Here’s where it gets interesting. I don’t just type blog posts manually. I often create them with Claude Code, and the entire pipeline is documented in my CLAUDE.md file so the AI knows exactly how to do it.

My CLAUDE.md contains the blog post template with the correct frontmatter structure, instructions for running npm run process-mermaid after adding diagrams, and the commit workflow. When I tell Claude Code “write a blog post about X,” it creates the file with the right structure, generates mermaid diagrams in vertical format, processes them, and commits everything.

The AI also knows to set substack: true in frontmatter when the post should go to Substack.
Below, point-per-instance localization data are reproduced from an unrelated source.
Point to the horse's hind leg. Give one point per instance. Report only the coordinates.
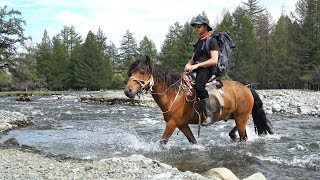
(170, 127)
(241, 123)
(232, 133)
(188, 133)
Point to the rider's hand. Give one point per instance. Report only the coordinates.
(188, 68)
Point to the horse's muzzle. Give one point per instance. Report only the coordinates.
(129, 92)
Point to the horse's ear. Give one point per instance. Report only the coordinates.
(148, 60)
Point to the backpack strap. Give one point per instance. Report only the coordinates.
(208, 45)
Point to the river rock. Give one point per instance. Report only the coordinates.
(222, 173)
(303, 110)
(256, 176)
(5, 126)
(276, 107)
(10, 120)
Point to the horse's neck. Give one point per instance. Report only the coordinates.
(161, 95)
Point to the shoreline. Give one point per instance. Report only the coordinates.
(18, 162)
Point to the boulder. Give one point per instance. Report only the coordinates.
(5, 126)
(303, 110)
(276, 107)
(256, 176)
(222, 173)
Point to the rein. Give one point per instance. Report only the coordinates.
(150, 81)
(142, 83)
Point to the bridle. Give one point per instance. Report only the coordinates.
(144, 83)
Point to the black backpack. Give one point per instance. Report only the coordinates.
(226, 47)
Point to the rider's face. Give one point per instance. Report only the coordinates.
(200, 29)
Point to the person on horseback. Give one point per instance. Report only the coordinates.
(203, 64)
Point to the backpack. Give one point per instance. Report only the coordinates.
(226, 47)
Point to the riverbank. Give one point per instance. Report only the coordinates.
(21, 163)
(24, 164)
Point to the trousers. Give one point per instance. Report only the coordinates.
(202, 77)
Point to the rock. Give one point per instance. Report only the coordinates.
(256, 176)
(5, 126)
(222, 173)
(303, 110)
(276, 107)
(166, 175)
(23, 97)
(11, 142)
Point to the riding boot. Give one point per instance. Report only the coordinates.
(205, 104)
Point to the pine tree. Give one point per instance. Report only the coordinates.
(253, 9)
(264, 27)
(11, 33)
(70, 38)
(43, 59)
(128, 50)
(285, 66)
(308, 12)
(245, 56)
(147, 47)
(58, 70)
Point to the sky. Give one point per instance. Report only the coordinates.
(151, 18)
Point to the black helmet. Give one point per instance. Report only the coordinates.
(201, 20)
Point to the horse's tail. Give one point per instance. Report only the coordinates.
(260, 121)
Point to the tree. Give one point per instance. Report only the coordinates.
(308, 15)
(264, 27)
(43, 58)
(147, 47)
(70, 38)
(245, 56)
(11, 33)
(128, 50)
(253, 9)
(282, 60)
(58, 68)
(177, 48)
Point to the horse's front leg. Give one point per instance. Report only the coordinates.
(188, 133)
(170, 127)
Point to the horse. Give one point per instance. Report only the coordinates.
(180, 109)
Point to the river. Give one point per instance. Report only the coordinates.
(69, 128)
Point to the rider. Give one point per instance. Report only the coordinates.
(203, 64)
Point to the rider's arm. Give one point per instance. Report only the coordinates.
(210, 62)
(188, 66)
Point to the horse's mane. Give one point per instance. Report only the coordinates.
(159, 73)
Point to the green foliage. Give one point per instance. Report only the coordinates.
(5, 78)
(266, 53)
(147, 47)
(11, 32)
(253, 9)
(245, 56)
(177, 48)
(128, 51)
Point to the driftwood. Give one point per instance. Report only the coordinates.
(109, 101)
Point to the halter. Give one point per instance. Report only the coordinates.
(143, 83)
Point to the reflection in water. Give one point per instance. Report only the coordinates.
(68, 128)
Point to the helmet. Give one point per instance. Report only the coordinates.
(201, 20)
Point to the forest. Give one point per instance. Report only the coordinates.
(269, 54)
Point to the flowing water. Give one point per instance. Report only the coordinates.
(73, 129)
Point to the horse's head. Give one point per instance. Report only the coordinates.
(140, 77)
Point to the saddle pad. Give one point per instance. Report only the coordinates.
(216, 99)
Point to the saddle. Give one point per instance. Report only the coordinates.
(214, 88)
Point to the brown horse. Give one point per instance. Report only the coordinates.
(180, 110)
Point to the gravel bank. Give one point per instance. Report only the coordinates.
(16, 164)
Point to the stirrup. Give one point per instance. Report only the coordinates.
(208, 121)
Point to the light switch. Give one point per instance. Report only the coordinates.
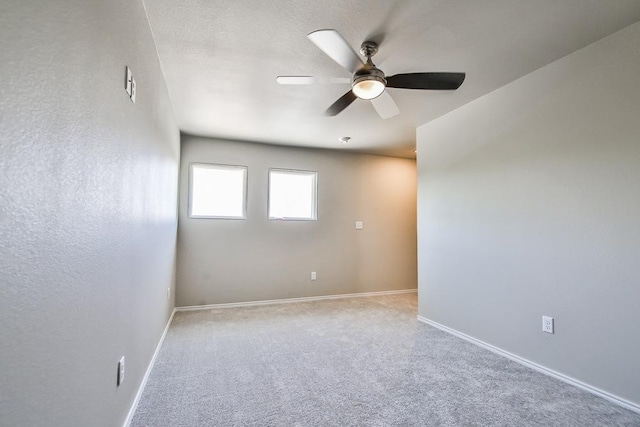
(128, 79)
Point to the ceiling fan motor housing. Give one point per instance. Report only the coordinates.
(369, 81)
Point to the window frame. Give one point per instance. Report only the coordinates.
(314, 195)
(218, 166)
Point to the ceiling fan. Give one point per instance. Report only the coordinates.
(368, 81)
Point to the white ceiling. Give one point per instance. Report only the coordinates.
(221, 58)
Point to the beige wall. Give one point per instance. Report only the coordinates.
(529, 205)
(221, 261)
(88, 210)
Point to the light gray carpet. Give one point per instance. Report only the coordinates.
(350, 362)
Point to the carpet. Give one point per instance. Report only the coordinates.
(362, 361)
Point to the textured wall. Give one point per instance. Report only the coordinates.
(88, 195)
(528, 204)
(223, 261)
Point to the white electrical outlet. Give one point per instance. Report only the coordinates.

That single flag is all it takes to include a post in the newsletter.

The workflow looks like this:

I tell Claude Code what to write about (often from a voice transcript)
Claude Code creates the markdown file with frontmatter and mermaid diagrams
Claude Code runs npm run process-mermaid to generate PNG images
Claude Code commits the post and images, then pushes to main
GitHub Actions deploys the website and syncs to Substack
The post is live on both platforms

From idea to published newsletter in a single conversation.

The Full Pipeline

Diagram 3

I write in one place. Markdown files in a git repository. Every post gets version history, pull request reviews if needed, and the full power of my development workflow. The website and the newsletter are just two outputs of the same source.

The sync script is a Python script. The GitHub Actions workflow is 50 lines of YAML. The mermaid processing is a Node.js script that runs locally. Together, they turn a git push into a multi-platform publication.

No manual formatting. No copy-pasting. No “I forgot to update it on Substack.” One source of truth, two platforms, zero friction.